Yale just ended a three-week campaign to raise money for the Senior Class Gift. For seniors, this is just the beginning of a long relationship with the Development Office — and with Yale’s fundraising machine.

Through student representatives and repeated e-mails, the University encouraged and cajoled us to donate. Each college set up a Senior Class Gift Council. For those who gave, there was a happy hour, a talk by David Swensen and a cocktail party at the master’s house. The three colleges with the highest participation rate are awarded a $1,000 prize.

It seems like an awful lot of effort just to get me to give the measly $5 minimum. But then, it’s the participation rate Yale cares about, not the amount. Yale knows that someone who gives once is far more likely to give again. It wants to get young alums in the habit of giving, so that if they ever come into a sizable fortune and are hankering to find other hands to hold it, Yale will be on the list.

So when Yale asks for a donation, before reaching into your pocketbook, stop and think about what you’re getting yourself into. Giving $5 is not the same as spending $5 on a burger at Louis’ Lunch. It signals a commitment to giving and an approval of Yale’s use of its funds.

Enjoying your time here doesn’t mean you approve of Yale’s funding decisions. The senior class gift Web site says, “Giving to Yale shows your class pride.” But I wish we would separate the gratitude we feel for our experience from the act of giving money.

I feel privileged to have had such rich experiences at Yale. I have grown academically, and more importantly, I have grown as a person. But most of what I’ve learned has come from interacting with my peers and professors.

The lavish expenditures Yale devotes to beautifying the school and providing luxuries are only incidental to the actual learning experience.

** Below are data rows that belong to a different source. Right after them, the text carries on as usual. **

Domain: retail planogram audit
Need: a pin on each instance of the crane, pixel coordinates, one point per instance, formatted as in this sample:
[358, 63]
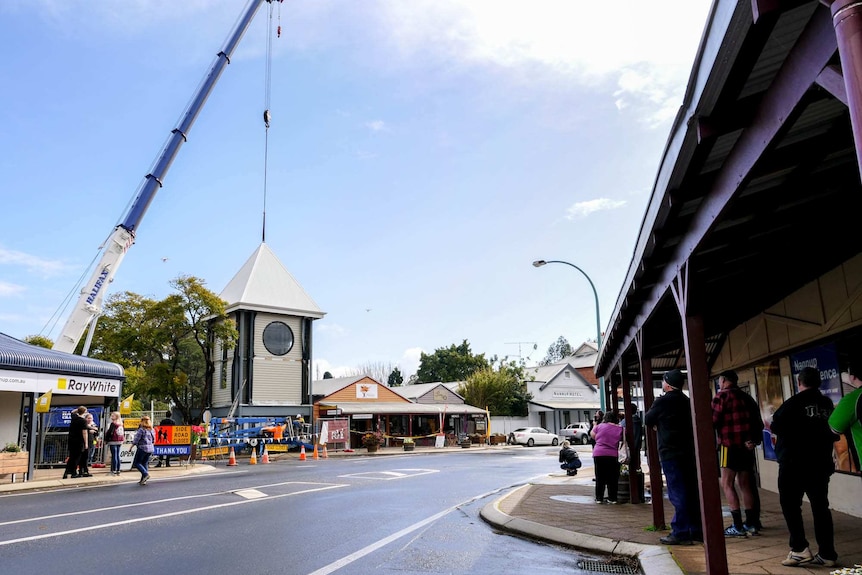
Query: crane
[89, 304]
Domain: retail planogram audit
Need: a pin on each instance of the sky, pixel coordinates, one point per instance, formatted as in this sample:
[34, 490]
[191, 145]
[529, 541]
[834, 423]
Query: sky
[421, 155]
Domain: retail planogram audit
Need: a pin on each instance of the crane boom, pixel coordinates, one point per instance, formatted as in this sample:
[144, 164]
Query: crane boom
[89, 302]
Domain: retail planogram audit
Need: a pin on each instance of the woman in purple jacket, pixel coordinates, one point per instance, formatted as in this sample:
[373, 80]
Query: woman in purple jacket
[608, 436]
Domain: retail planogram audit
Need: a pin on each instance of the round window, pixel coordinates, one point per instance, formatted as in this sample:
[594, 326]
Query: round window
[278, 338]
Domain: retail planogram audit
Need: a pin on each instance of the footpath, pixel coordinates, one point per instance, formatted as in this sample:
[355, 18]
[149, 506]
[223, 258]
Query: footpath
[562, 509]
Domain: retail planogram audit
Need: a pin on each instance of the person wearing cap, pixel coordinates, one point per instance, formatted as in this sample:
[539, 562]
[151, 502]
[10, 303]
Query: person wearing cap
[847, 416]
[670, 415]
[804, 450]
[739, 430]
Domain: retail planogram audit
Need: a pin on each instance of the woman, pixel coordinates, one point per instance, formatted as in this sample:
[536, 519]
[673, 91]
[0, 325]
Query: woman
[143, 440]
[608, 436]
[114, 440]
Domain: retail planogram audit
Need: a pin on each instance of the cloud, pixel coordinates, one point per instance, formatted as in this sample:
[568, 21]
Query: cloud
[32, 263]
[583, 209]
[376, 126]
[7, 289]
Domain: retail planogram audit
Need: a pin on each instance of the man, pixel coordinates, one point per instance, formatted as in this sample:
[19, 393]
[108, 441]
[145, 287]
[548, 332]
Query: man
[804, 452]
[77, 444]
[670, 414]
[848, 413]
[166, 422]
[737, 423]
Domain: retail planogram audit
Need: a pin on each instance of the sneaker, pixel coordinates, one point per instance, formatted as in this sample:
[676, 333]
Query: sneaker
[818, 560]
[674, 540]
[795, 558]
[734, 531]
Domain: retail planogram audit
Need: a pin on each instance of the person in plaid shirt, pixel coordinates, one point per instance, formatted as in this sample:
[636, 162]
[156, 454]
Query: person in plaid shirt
[739, 428]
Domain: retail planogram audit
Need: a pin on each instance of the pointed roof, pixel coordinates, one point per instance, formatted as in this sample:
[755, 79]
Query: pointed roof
[264, 284]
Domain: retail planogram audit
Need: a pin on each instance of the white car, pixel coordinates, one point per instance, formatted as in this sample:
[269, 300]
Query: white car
[531, 436]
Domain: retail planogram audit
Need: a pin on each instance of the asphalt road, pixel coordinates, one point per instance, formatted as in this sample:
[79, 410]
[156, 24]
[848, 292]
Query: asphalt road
[416, 513]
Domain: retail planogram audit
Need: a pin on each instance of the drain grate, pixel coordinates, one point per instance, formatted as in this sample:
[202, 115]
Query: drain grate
[616, 565]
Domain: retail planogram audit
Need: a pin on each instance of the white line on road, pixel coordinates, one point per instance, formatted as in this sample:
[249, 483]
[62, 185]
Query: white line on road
[153, 517]
[348, 559]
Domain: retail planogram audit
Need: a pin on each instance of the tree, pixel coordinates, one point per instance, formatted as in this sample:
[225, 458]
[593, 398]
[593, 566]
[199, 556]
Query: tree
[502, 390]
[166, 346]
[395, 378]
[39, 340]
[557, 351]
[455, 363]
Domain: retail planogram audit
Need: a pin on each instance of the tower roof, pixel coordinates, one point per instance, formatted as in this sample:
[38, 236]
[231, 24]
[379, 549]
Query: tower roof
[264, 284]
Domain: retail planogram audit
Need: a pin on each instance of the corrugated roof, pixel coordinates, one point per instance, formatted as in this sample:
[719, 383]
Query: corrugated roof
[264, 284]
[18, 355]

Many of my classmates who donated say they gave to support financial aid; therefore they gave restricted funds. But we all know money is fungible. Your money may be directed at financial aid, but Yale will just redirect some of its budget elsewhere.

Yale uses its donations to compete in an arms race with other elite universities and vies for top students and top professors by creating a material paradise.

Yale should end this practice and direct all future donations toward research or financial aid. The undergraduate experience lacks nothing that money can buy.

Instead Yale constantly builds and renovates. In my four years here I can think of at least nine buildings on top of the four residential colleges that have been built or renovated. There are surely more.

We learn to expect that everything will be perfectly clean and new, that every classroom will have a full range of AV equipment, that snow on the ground will be immediately cleared away by a swarm of day laborers, and that we will get grants for summer vacations — er, research — in exotic countries. It’s easy to forget that Yale is a non-profit working for the greater good — that is, a good greater than personal luxury.

I think many of us disapprove of this arms race. Unfortunately a vestige of our imperialist sense of nationalism encourages us to give anyway. We may feel the arms race is bad, but as long as it’s going to happen, we want Yale to win. It’s like saying that as long as colonization is happening, we want England to win.

But if it’s a dirty race, we shouldn’t be in it in the first place.

Giving to Yale isn’t a bad thing to do; it’s just that there are a lot more pressing causes out there. Give to help the environment, to stop diseases or to control the population explosion. These are causes that desperately need money. If we all stopped giving to Yale, the University would have to cut back on spending, but it would still be an elite institution that provides far more than most schools can hope to.

While it’s too late for me to stop seniors from giving this year, in the future I hope alumni will consider thwarting the efforts of the Development Office.

The reason to withhold donations is not because Yale isn’t doing a good job, but rather because it’s doing a great job. It doesn’t need more money. It’s an unfortunate tradition that showing appreciation has to come in the form of money.

Tyler Ibbotson-Sindelar is a senior in Branford College.